On June 5, Chevron Corp. (NYSE: CVX) was raised to Buy from Hold at HSBC. Chevron had closed down 1.1% at $103.11 ahead of that call, and it has a 52-week range of $97.53 to $119.00. Shares closed up 2.3% at $106.40 on Friday. The Dow component has a consensus target price of $123.35.
Moody’s doesn’t issue buy and sell ratings for equity investors, but the credit rating agency gave several reasons why Exxon Mobil Corp. (NYSE: XOM) is deserving of an even stronger triple-A rating now. Exxon shares closed up 1.8% at $82.13 on Friday, in a 52-week range of $79.26 to $95.55 and with a consensus target price of $87.04. This week the firm Hilliard Lyons initiated Exxon Mobil with a long-term Buy rating but with a mere $90 target price for 24 months.
Halliburton Co. (NYSE: HAL) was reiterated as Outperform with a $60 target price this week at Credit Suisse. The prior closing price was $45.30 and shares ended Friday at $44.85. The firm sees risk/reward favoring Halliburton from an absolute and relative basis versus peers. Halliburton has a 52-week range of $40.12 to $58.78 and a consensus target price of $62.06.
If Cowen is right in its aggressive call, Helix Energy Solutions Group Inc. (NYSE: HLX), which provides specialty services (well intervention, robotics, and production facilities) to the offshore energy industry, may have some incredible upside. The company is not even worth $800 million, so it may be more speculative than other larger companies in the energy space. Cowen raised its rating to Outperform from Market Perform on June 5, and the firm has a $10 price target. That represented more than 100% upside from a $4.90 prior closing price. Helix Energy has a 52-week range of $4.82 to $11.87, and its shares closed the week at $5.40.
UBS raised Oasis Petroleum Inc. (NYSE: OAS) to Buy from Neutral with a $13 price target on June 9. This was versus a $9.06 prior closing price, but shares responded with a 6.5% gain to $9.35 on Friday. The market cap is smaller than many oil stocks at $2.2 billion, and the stock has a 52-week range of $6.56 to $17.08. The consensus price target on Oasis Petroleum was last seen as still above $16.

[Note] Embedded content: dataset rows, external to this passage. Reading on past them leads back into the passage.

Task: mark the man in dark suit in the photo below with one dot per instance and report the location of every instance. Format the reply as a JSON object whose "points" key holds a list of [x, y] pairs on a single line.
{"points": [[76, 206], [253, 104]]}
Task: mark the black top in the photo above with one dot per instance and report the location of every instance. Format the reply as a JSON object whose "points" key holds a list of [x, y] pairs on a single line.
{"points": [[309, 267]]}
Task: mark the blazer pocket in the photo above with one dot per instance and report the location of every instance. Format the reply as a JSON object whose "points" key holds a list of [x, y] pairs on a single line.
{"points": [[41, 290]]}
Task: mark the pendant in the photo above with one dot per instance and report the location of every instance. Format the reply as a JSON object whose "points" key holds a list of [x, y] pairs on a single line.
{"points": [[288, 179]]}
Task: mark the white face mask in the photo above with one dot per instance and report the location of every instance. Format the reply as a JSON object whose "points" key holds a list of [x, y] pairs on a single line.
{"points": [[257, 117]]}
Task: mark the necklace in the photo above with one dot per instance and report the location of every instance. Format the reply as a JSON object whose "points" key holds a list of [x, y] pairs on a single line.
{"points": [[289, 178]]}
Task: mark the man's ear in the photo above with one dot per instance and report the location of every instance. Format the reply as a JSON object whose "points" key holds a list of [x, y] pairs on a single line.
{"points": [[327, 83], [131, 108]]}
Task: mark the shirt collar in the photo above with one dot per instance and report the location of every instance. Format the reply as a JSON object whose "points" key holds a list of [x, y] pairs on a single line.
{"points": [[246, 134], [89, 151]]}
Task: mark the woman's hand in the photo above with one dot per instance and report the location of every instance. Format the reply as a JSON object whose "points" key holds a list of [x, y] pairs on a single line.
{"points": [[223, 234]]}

RPC Inc. (NYSE: RES), which offers a range of oilfield services and equipment for oil and gas companies, was reiterated as Buy with a $26 target price (versus a $19.37 prior close) at Jefferies. That compares with a $19.37 prior close, but RPC shares closed up 5% at $20.34 on Friday. Jefferies also added RPC to its Franchise Picks list ahead of upcoming higher earnings revisions it expects this year. The 52-week range is $13.50 to $23.36, and the consensus target price is $23.82.

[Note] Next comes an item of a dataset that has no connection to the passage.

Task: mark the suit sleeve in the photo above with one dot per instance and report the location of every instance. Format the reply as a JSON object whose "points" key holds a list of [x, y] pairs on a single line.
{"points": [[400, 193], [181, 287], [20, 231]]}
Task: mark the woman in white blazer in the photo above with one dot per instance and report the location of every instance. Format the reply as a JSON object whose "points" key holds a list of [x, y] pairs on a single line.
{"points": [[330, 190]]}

The quiet period for Solaris Oilfield Infrastructure Inc. (NYSE: SOI) has come to an end, and most analysts had Buy or Outperform ratings when they issued new post-IPO coverage on June 6. Credit Suisse, Wells Fargo, Evercore ISI and Piper Jaffray started the stock with Outperform ratings. Wunderlich and Goldman Sachs issued new Buy ratings. After the upside targets were set in a range of $15 to $20, the shares hardly budged on the news. They were up four cents at $11.60 after the report. Solaris closed Friday down 0.7% at $9.97.

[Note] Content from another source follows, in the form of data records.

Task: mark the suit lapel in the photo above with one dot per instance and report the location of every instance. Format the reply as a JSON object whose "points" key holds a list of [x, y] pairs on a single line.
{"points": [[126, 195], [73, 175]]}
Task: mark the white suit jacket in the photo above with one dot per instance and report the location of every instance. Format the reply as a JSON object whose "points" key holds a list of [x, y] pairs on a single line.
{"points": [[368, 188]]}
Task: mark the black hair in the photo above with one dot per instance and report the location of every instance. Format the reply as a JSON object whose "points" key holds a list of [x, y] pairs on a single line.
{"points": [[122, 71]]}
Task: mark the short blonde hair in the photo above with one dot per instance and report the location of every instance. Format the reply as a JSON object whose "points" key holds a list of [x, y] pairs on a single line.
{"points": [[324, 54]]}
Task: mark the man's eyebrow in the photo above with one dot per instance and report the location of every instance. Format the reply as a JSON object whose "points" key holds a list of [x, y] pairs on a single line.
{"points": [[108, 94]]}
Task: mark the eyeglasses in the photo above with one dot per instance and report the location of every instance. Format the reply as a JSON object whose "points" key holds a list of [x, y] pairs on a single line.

Investors should take note that the key exchange traded funds tracking big energy companies hit 52-week lows this week. Again, that is with oil at $45 rather than in the $30s the last time that many of these oil and gas stocks hit lows.
The SPDR S&P Oil & Gas Exploration & Production ETF (NYSE: XOP) closed up 3.75% at $32.61 on Friday. Its 52-week range is $31.37 to $44.97.
The VanEck Vectors Oil Services ETF (NYSE: OIH) closed up 3.06% at $25.92 on Friday. Its 52-week range is $25.00 to $36.35.